Given the present unsure macroeconomic surroundings round charge cuts, might PODD face an analogous state of affairs because it did in 2021 and 2023 and underperform the S&P over the subsequent 12 months — or will it see a powerful soar? From a valuation perspective, we expect PODD inventory is appropriately priced at ranges of round $270. It at present trades at 11x trailing revenues, in comparison with the inventory’s common P/S ratio of 14x over the past three years. Though PODD inventory is buying and selling at a valuation a number of barely decrease than the historic common, we expect that the decline appears justified, given the potential impression of latest GLP-1 medicine on Insulet’s gross sales in the long run. The decreased danger of cardiovascular occasions from weight problems medicine of Novo Nordisk and Eli Lilly could end in broader functions of those medicine, which might probably weigh on the demand for insulin pumps used to handle diabetes.

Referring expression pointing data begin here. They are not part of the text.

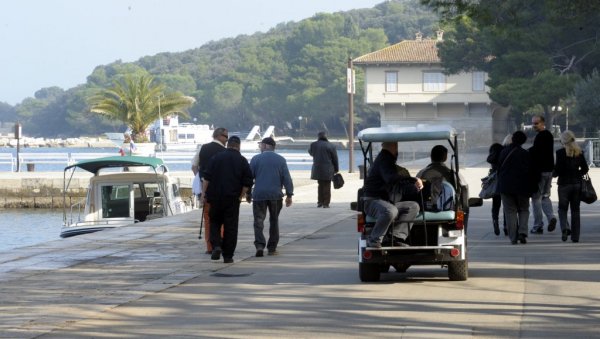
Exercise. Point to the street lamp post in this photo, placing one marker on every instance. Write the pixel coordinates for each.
(159, 126)
(559, 109)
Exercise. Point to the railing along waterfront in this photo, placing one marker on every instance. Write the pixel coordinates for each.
(30, 159)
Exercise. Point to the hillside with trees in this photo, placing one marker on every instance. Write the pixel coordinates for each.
(296, 69)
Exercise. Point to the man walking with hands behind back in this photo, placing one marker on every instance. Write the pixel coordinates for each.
(325, 165)
(542, 157)
(226, 181)
(270, 173)
(207, 151)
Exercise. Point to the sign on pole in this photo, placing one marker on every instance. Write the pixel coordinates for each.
(350, 85)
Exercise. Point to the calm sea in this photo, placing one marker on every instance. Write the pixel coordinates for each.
(20, 228)
(40, 167)
(25, 227)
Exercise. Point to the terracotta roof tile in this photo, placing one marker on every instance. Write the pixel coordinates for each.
(407, 51)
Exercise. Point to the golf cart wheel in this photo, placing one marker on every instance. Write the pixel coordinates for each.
(401, 268)
(458, 270)
(384, 268)
(368, 272)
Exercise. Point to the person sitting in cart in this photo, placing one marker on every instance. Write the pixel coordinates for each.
(438, 169)
(381, 177)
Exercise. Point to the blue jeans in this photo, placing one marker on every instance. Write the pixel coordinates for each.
(540, 201)
(516, 212)
(224, 212)
(568, 196)
(259, 209)
(386, 213)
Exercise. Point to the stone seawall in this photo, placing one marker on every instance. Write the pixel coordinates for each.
(45, 189)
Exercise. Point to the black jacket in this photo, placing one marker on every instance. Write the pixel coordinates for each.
(325, 161)
(514, 173)
(207, 151)
(569, 170)
(542, 152)
(383, 175)
(227, 173)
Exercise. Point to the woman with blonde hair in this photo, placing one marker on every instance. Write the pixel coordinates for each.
(570, 167)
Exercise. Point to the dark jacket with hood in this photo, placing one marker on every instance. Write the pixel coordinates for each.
(325, 161)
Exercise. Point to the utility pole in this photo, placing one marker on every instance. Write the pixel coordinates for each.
(350, 90)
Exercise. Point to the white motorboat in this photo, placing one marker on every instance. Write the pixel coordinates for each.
(124, 190)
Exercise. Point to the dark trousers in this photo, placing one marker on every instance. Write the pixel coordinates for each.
(516, 212)
(568, 196)
(324, 192)
(496, 203)
(259, 209)
(224, 212)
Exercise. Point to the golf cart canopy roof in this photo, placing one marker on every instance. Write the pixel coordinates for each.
(396, 133)
(94, 165)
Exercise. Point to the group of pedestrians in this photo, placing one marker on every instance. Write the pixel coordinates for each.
(526, 175)
(227, 179)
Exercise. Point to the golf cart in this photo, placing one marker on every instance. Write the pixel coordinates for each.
(437, 237)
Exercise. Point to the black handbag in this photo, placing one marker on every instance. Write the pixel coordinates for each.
(588, 193)
(489, 185)
(338, 181)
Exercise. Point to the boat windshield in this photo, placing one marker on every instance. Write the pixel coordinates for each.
(116, 201)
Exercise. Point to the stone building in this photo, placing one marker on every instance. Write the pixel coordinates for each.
(406, 83)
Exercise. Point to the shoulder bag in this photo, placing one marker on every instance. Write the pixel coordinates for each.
(338, 181)
(588, 193)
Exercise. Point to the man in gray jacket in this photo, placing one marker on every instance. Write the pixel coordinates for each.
(270, 175)
(325, 165)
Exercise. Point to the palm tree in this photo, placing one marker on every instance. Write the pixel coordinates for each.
(138, 102)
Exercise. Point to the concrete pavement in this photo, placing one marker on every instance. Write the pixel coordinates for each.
(153, 279)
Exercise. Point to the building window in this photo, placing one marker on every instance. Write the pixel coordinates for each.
(478, 81)
(391, 81)
(434, 82)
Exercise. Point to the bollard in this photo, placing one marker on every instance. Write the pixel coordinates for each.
(361, 171)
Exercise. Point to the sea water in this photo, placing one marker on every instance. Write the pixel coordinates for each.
(25, 227)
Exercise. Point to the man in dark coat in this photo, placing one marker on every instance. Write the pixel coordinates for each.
(382, 176)
(226, 181)
(325, 165)
(200, 164)
(542, 156)
(515, 187)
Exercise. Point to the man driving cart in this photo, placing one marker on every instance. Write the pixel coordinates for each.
(382, 176)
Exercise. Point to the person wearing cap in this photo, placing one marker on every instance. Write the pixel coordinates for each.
(270, 173)
(200, 163)
(226, 181)
(325, 165)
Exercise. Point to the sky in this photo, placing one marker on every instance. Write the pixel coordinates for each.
(47, 43)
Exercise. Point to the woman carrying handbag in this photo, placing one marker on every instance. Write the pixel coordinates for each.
(570, 167)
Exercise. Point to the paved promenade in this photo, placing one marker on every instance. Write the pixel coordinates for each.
(95, 285)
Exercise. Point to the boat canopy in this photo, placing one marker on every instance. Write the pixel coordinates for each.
(94, 165)
(396, 133)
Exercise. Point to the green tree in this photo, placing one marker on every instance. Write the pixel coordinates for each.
(588, 101)
(533, 51)
(138, 102)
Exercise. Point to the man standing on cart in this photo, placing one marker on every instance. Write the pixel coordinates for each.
(381, 177)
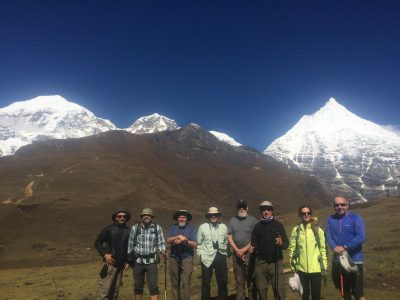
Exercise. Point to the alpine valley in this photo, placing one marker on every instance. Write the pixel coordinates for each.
(347, 154)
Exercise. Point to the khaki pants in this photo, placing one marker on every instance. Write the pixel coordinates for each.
(243, 272)
(109, 282)
(186, 277)
(264, 274)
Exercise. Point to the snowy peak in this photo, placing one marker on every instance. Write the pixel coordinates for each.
(151, 124)
(347, 153)
(225, 138)
(55, 103)
(46, 117)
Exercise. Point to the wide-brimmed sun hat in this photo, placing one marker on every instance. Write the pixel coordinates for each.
(213, 211)
(347, 264)
(266, 204)
(295, 284)
(148, 211)
(182, 212)
(121, 209)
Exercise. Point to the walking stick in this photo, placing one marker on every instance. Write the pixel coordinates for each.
(165, 276)
(179, 277)
(341, 285)
(276, 283)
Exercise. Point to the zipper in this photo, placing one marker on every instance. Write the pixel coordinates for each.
(305, 232)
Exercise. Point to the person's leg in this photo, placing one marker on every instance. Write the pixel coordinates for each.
(221, 274)
(240, 278)
(251, 285)
(138, 276)
(173, 275)
(187, 271)
(315, 281)
(118, 280)
(206, 274)
(280, 289)
(261, 278)
(106, 285)
(305, 282)
(152, 280)
(358, 287)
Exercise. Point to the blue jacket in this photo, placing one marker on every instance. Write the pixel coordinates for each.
(347, 231)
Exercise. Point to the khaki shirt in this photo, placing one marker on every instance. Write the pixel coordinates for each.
(207, 235)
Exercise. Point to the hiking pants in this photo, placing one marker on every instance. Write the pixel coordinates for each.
(352, 283)
(151, 273)
(244, 272)
(221, 274)
(313, 280)
(264, 274)
(186, 277)
(109, 282)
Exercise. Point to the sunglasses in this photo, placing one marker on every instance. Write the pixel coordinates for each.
(269, 208)
(306, 213)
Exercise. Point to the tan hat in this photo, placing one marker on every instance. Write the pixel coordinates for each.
(147, 211)
(213, 211)
(266, 203)
(182, 212)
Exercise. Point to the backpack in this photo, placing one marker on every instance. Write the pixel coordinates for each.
(315, 226)
(133, 256)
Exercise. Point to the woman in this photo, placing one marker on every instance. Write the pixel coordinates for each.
(307, 253)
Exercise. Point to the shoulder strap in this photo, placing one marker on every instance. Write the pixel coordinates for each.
(315, 229)
(138, 228)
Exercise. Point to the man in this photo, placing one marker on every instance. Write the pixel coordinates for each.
(269, 238)
(145, 241)
(239, 238)
(345, 232)
(112, 244)
(182, 237)
(212, 239)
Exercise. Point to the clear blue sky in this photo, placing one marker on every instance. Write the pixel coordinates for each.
(250, 69)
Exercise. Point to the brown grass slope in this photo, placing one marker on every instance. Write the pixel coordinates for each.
(55, 196)
(78, 281)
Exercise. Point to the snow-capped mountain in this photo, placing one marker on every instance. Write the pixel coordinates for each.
(152, 123)
(53, 117)
(350, 156)
(46, 117)
(225, 138)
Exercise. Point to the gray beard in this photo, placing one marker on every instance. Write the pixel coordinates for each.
(242, 214)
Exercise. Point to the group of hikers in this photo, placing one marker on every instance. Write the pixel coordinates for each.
(255, 246)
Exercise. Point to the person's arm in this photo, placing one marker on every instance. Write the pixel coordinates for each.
(191, 239)
(323, 249)
(284, 239)
(131, 242)
(101, 239)
(161, 241)
(360, 233)
(292, 244)
(200, 240)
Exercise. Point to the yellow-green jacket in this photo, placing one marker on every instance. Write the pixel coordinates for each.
(307, 259)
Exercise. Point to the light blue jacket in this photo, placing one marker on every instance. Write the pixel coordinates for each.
(347, 231)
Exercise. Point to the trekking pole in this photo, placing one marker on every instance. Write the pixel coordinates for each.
(179, 277)
(276, 281)
(165, 276)
(341, 285)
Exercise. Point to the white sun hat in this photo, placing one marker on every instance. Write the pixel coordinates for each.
(295, 284)
(347, 264)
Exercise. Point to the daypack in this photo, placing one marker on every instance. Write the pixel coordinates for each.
(132, 257)
(314, 228)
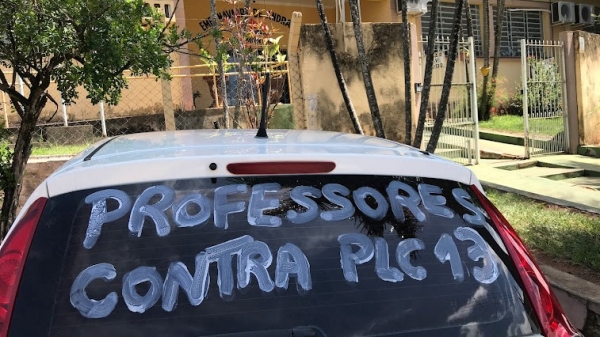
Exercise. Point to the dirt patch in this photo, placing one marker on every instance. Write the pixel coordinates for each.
(568, 267)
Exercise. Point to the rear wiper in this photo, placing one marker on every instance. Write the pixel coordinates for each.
(299, 331)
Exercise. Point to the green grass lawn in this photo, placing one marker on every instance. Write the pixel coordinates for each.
(57, 150)
(514, 124)
(555, 231)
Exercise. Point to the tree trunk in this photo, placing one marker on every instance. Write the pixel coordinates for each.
(366, 71)
(484, 101)
(466, 60)
(337, 70)
(241, 60)
(22, 151)
(428, 73)
(407, 74)
(220, 68)
(443, 106)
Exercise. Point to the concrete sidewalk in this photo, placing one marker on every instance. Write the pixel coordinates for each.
(566, 180)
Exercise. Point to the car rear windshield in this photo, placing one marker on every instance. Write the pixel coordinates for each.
(270, 256)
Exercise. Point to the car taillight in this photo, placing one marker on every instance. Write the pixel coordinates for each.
(552, 318)
(12, 258)
(283, 167)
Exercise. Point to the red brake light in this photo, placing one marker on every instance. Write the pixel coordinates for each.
(13, 254)
(552, 318)
(282, 167)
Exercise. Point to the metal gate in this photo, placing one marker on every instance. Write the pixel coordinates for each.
(544, 97)
(459, 140)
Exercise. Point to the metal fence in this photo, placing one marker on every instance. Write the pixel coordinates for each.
(192, 99)
(459, 140)
(544, 97)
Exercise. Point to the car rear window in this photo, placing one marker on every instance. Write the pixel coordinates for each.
(335, 255)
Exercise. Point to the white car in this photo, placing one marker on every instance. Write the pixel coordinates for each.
(303, 233)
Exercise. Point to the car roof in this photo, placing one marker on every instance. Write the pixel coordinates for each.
(170, 155)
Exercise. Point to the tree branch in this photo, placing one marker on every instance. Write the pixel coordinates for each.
(55, 103)
(10, 89)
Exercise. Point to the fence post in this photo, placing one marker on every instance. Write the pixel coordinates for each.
(102, 119)
(5, 109)
(524, 80)
(474, 108)
(168, 110)
(64, 109)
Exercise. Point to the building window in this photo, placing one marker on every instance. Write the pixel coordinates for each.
(518, 25)
(444, 23)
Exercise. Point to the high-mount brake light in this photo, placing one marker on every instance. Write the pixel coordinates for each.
(552, 318)
(282, 167)
(12, 259)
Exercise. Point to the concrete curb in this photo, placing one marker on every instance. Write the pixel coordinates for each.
(580, 299)
(41, 159)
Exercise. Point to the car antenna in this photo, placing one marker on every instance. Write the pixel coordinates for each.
(262, 129)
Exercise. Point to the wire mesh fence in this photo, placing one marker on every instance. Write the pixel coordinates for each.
(191, 99)
(544, 97)
(459, 138)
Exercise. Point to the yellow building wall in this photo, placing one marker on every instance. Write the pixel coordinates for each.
(323, 102)
(587, 72)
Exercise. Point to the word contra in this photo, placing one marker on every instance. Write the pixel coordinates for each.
(253, 257)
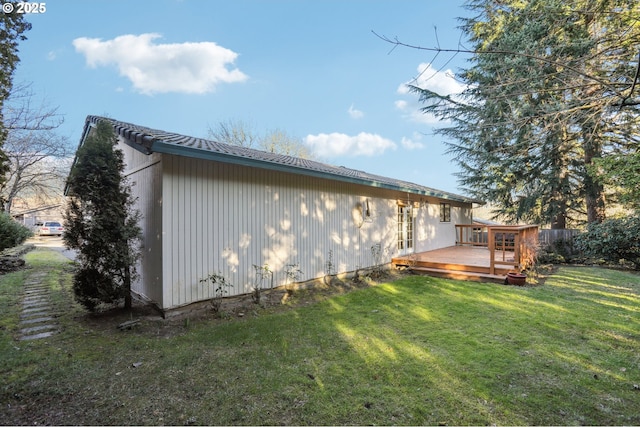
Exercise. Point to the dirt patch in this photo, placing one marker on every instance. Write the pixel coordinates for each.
(145, 319)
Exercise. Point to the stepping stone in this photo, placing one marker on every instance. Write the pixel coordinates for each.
(38, 336)
(35, 304)
(31, 314)
(33, 329)
(36, 320)
(35, 290)
(38, 309)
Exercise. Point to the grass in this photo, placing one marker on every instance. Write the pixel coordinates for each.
(417, 350)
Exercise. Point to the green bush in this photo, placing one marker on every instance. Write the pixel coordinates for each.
(614, 240)
(11, 233)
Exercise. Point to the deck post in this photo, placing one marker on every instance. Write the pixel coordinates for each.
(492, 251)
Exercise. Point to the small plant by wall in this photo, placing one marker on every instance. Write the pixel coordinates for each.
(293, 274)
(220, 286)
(262, 273)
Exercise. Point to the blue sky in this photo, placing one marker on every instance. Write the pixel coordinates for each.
(311, 68)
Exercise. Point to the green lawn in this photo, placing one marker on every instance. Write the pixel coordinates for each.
(418, 350)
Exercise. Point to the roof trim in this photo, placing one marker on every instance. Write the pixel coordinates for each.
(150, 141)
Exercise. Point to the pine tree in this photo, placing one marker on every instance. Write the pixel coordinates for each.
(12, 29)
(101, 223)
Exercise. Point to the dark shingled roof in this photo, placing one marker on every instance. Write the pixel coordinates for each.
(150, 141)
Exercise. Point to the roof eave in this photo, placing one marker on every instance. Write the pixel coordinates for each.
(161, 147)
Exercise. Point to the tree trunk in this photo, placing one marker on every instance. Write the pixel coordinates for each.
(593, 190)
(128, 300)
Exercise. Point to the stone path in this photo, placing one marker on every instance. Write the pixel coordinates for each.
(37, 319)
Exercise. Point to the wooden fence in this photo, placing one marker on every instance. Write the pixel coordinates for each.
(549, 237)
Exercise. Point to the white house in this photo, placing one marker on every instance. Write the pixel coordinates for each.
(209, 207)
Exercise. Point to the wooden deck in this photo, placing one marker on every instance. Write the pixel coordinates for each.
(459, 262)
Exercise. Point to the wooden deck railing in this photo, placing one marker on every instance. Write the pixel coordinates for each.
(510, 245)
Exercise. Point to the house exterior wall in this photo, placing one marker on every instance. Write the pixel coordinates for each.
(144, 173)
(222, 218)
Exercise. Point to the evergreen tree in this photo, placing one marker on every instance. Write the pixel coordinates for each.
(12, 29)
(100, 222)
(550, 90)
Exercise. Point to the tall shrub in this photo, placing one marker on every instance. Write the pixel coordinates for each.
(100, 222)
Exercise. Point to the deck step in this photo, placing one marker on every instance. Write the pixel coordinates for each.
(460, 275)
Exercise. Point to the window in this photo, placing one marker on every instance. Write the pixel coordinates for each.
(405, 228)
(445, 212)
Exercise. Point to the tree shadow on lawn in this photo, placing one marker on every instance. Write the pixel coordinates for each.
(558, 354)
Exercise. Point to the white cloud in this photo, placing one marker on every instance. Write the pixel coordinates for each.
(411, 144)
(441, 82)
(339, 144)
(161, 68)
(355, 114)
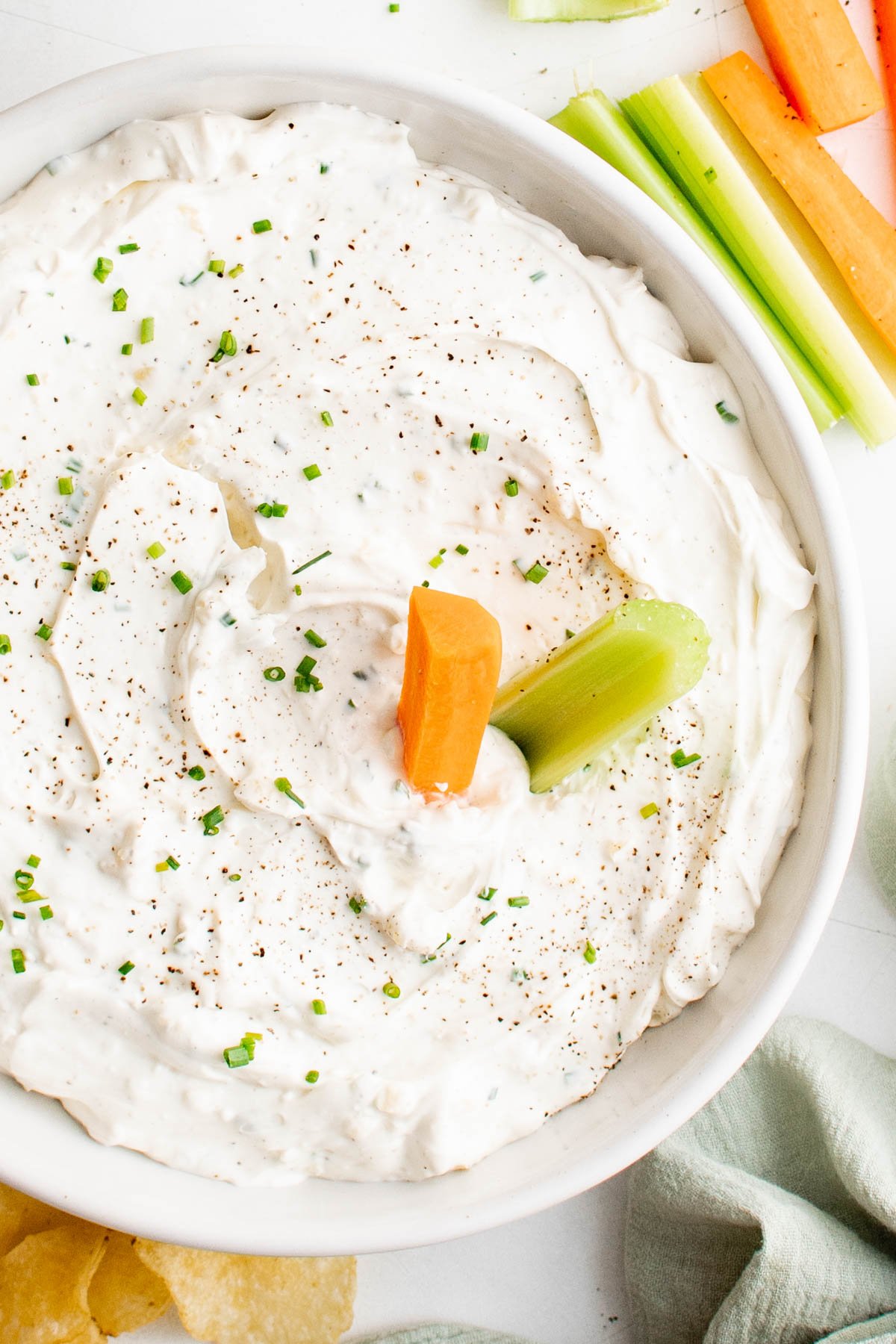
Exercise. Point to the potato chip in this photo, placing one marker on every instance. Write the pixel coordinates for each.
(22, 1216)
(43, 1287)
(124, 1293)
(255, 1300)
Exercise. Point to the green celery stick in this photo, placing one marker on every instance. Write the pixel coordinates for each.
(564, 11)
(598, 685)
(598, 124)
(724, 179)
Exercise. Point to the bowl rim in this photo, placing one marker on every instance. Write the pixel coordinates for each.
(143, 78)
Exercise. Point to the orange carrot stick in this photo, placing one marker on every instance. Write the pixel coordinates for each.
(452, 672)
(860, 241)
(886, 11)
(818, 60)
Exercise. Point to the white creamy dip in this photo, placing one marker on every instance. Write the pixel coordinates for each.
(411, 308)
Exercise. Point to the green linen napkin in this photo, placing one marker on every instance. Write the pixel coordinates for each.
(770, 1218)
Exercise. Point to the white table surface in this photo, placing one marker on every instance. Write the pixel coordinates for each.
(558, 1277)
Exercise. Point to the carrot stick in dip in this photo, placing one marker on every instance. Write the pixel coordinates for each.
(452, 670)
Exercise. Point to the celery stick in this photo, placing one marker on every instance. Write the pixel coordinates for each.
(601, 127)
(598, 685)
(564, 11)
(711, 161)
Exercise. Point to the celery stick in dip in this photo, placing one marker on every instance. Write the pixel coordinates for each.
(420, 383)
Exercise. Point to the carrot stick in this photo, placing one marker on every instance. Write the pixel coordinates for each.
(818, 60)
(860, 241)
(452, 670)
(886, 11)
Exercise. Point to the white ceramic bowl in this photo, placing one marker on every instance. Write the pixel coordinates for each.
(671, 1073)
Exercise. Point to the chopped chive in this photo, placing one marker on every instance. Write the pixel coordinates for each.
(226, 346)
(282, 785)
(729, 417)
(213, 820)
(680, 759)
(308, 564)
(181, 582)
(304, 680)
(235, 1057)
(536, 573)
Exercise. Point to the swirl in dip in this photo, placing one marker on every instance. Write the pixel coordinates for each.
(376, 314)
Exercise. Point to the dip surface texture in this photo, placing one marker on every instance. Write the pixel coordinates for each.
(257, 482)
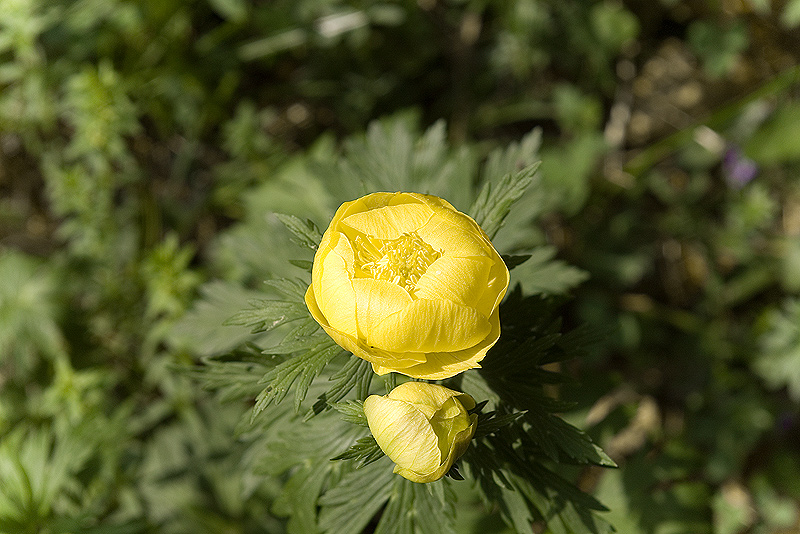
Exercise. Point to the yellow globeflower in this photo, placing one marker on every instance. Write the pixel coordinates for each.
(422, 427)
(408, 283)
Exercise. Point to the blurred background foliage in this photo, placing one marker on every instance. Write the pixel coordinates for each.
(144, 143)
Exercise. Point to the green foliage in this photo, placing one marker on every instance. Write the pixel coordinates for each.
(146, 148)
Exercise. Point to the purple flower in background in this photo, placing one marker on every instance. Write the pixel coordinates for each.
(738, 168)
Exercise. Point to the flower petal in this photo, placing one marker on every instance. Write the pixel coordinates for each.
(430, 326)
(454, 234)
(441, 365)
(403, 433)
(389, 222)
(427, 399)
(375, 301)
(496, 287)
(460, 280)
(333, 289)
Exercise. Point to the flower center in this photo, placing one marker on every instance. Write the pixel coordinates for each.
(400, 261)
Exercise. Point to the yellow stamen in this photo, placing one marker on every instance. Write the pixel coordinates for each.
(401, 261)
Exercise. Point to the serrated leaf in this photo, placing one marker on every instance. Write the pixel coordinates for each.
(293, 289)
(543, 275)
(495, 199)
(557, 438)
(356, 373)
(351, 412)
(304, 233)
(353, 502)
(302, 368)
(365, 450)
(512, 260)
(234, 380)
(265, 315)
(303, 264)
(493, 421)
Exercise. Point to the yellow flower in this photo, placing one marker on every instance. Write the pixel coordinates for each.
(408, 283)
(422, 427)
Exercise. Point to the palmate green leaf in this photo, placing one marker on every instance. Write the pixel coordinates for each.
(356, 373)
(511, 476)
(562, 441)
(493, 421)
(304, 233)
(304, 450)
(542, 275)
(265, 315)
(495, 200)
(352, 412)
(418, 508)
(778, 359)
(303, 368)
(365, 451)
(234, 380)
(350, 505)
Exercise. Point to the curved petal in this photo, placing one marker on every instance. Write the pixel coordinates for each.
(460, 280)
(454, 234)
(375, 301)
(403, 433)
(441, 365)
(497, 285)
(389, 222)
(427, 398)
(333, 289)
(462, 441)
(431, 326)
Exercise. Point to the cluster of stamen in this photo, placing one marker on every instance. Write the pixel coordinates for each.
(401, 261)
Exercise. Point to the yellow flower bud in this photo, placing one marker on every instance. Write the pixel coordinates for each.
(422, 427)
(408, 283)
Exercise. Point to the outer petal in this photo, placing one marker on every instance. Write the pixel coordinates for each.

Returns | Nov 2024 MTD [1] |
2024 YTD [1] |
2017-24 Whole [2] |
PODD Return | 16% | 23% | 611% |
S&P 500 Return | 5% | 25% | 167% |
Trefis Bolstered Worth Portfolio | 9% | 25% | 832% |
[1] Returns as of 11/11/2024
[2] Cumulative complete returns because the finish of 2016
The views and opinions expressed herein are the views and opinions of the creator and don’t essentially replicate these of Nasdaq, Inc.